These are chat archives for atomix/atomix

23rd
Apr 2018
Johno Crawford
@johnou
Apr 23 2018 08:30
@kuujo working on like 4/5 feature branches?
Jordan Halterman
@kuujo
Apr 23 2018 08:30
at least :-P
actually they all build on each other
Johno Crawford
@johnou
Apr 23 2018 08:31
merge conflict ahoy
Jordan Halterman
@kuujo
Apr 23 2018 08:41

Just about done with all the changes. Looking really good.

The only problem left is that the configuration for client nodes is pretty tedious. Really, a client node just has to store no partitions, so I’m wondering if the PartitionGroups should only have to be defined by the nodes that participate in them, e.g. if nodes a, b, and c are configured with partition group foo then they are the only nodes that replicate the group. All other nodes would then discover the existence of the groups via gossip. So, a “client” node would just be a node that’s not configured with any partition groups.

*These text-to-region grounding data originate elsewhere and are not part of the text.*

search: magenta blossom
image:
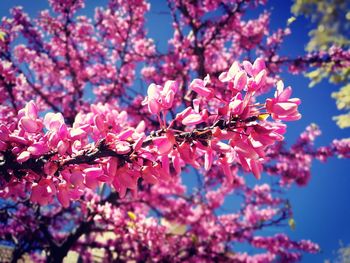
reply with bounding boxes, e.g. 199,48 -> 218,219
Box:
266,81 -> 301,121
142,80 -> 179,115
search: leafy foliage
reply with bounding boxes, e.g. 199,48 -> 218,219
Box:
292,0 -> 350,128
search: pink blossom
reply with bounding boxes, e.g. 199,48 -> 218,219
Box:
243,58 -> 266,77
30,179 -> 56,205
57,183 -> 70,208
27,141 -> 49,156
142,80 -> 178,115
266,81 -> 301,121
218,61 -> 241,82
153,132 -> 175,155
44,112 -> 65,131
17,150 -> 31,162
189,74 -> 213,98
176,99 -> 208,126
19,101 -> 42,133
84,167 -> 104,189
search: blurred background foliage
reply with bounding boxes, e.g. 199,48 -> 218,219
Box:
325,241 -> 350,263
292,0 -> 350,128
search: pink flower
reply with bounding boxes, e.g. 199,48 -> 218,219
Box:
142,80 -> 178,115
30,179 -> 56,206
249,124 -> 285,148
248,158 -> 263,180
19,101 -> 42,133
0,140 -> 7,151
141,165 -> 159,184
114,166 -> 140,190
20,117 -> 40,133
243,58 -> 266,77
218,61 -> 248,91
229,92 -> 244,115
153,132 -> 175,155
218,61 -> 240,82
242,58 -> 267,92
43,112 -> 65,131
0,125 -> 10,141
176,99 -> 207,126
84,167 -> 104,189
57,183 -> 70,208
181,108 -> 203,125
189,74 -> 213,98
27,141 -> 49,156
43,161 -> 58,176
69,170 -> 84,187
57,140 -> 70,155
219,156 -> 234,184
204,148 -> 213,171
112,176 -> 127,198
178,141 -> 199,168
106,157 -> 118,176
266,81 -> 301,121
17,150 -> 31,162
70,128 -> 87,140
115,141 -> 131,154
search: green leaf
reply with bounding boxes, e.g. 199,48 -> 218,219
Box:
288,218 -> 296,231
287,16 -> 296,25
127,211 -> 137,221
0,31 -> 6,42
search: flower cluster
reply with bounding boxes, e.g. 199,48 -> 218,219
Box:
0,58 -> 301,207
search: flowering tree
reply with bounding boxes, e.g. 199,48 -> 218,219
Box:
0,0 -> 349,262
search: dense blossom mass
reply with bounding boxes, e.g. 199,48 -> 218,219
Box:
1,58 -> 299,205
0,0 -> 349,262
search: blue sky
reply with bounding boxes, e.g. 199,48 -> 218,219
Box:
0,0 -> 349,262
263,2 -> 350,261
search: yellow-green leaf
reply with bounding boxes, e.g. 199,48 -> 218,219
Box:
287,16 -> 296,25
191,234 -> 198,244
346,11 -> 350,20
258,113 -> 270,121
288,218 -> 296,231
0,31 -> 6,42
333,113 -> 350,129
160,218 -> 187,235
306,69 -> 320,79
127,211 -> 137,221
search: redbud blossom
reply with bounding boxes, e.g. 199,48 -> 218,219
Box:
266,81 -> 301,121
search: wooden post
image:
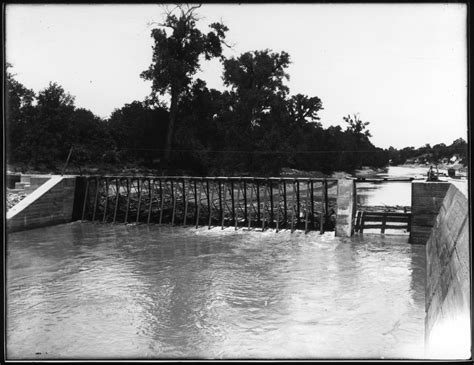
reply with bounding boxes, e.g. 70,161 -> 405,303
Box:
230,180 -> 235,226
102,177 -> 109,223
304,181 -> 311,233
195,180 -> 202,228
182,178 -> 186,225
319,212 -> 324,234
283,181 -> 287,224
124,177 -> 131,224
276,182 -> 280,233
296,180 -> 300,224
218,180 -> 223,225
159,179 -> 164,225
208,180 -> 214,229
235,180 -> 241,230
184,180 -> 189,226
243,180 -> 247,225
310,181 -> 315,229
147,179 -> 153,224
324,179 -> 329,224
262,181 -> 267,232
113,178 -> 121,224
381,212 -> 387,233
291,181 -> 296,233
81,178 -> 90,221
92,177 -> 101,223
171,180 -> 177,226
248,182 -> 254,230
136,179 -> 142,224
269,180 -> 274,228
354,211 -> 362,232
193,179 -> 198,224
221,180 -> 227,229
256,180 -> 261,224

Hmm that may complicate configuration for data nodes actually
Actually maybe that’s not true
That may work
Johno Crawford
@johnou
Apr 23 2018 08:46
is there a default partition group
or do they always need to be defined
and how's that tie in with defining say, a distributed map
Jordan Halterman
@kuujo
Apr 23 2018 08:54

Well there’s a “system” partition group that is always required by nodes that store data. The system partition group is used for storing information about primitives and electing primaries in the primary-backup protocol.

In addition to the system group (which is usually just one partition), additional Raft or primary-backup groups can be added. Raft groups have to be on persistent nodes, and primary-backup groups can be on any node.

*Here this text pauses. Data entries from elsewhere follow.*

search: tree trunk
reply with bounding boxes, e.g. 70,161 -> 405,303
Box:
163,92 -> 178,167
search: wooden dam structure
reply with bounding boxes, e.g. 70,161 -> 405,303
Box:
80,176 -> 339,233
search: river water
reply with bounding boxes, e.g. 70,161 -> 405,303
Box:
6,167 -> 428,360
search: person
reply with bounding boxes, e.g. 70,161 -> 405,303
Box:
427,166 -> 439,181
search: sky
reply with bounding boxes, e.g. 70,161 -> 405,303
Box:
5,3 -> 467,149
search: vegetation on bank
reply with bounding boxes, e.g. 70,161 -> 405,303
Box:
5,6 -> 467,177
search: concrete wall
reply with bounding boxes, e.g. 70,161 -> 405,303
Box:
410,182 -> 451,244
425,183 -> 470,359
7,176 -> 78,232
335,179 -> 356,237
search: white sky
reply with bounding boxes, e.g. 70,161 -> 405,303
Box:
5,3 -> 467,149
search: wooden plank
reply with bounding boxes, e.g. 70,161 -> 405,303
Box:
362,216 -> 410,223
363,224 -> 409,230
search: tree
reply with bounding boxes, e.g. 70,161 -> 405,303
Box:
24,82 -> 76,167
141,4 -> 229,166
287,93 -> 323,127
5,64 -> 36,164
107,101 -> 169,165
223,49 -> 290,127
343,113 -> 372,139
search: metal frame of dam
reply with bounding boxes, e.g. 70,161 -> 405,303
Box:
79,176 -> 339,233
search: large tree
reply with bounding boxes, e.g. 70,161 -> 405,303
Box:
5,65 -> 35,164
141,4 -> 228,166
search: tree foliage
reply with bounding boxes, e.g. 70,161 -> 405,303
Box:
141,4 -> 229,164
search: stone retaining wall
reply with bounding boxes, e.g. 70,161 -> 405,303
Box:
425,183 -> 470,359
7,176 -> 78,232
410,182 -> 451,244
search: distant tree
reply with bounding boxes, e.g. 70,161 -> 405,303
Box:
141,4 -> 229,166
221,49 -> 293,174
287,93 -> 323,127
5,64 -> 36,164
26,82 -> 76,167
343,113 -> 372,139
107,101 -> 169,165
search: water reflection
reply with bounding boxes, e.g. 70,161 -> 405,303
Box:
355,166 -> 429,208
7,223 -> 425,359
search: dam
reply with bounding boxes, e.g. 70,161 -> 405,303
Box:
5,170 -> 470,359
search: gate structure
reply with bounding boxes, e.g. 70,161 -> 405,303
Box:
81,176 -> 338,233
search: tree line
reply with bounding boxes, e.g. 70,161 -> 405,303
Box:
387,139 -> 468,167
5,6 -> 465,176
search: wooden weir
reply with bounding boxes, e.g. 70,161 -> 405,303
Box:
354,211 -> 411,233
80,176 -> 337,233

When a primitive is created, it’s replicated within some partition group. To create a persistent Raft replicated primitive, configure the primitive with a RaftProtocol that points to the desired partition group. To create an in-memory primary-backup primitive, create a MultiPrimaryProtocol that points to the desired primary-backup partition group. The configured PrimitiveProtocol is a client-level configuration (e.g. timeouts, retries, etc) and is used to create a PrimitiveProxys for each partition via the indicated PartitionGroup. This is how primitives are decoupled from the replication protocol (Raft or primary-backup).

I actually think it makes a lot of sense to allow nodes to configure which partition groups they participate in. That will simplify a lot of configuration actually.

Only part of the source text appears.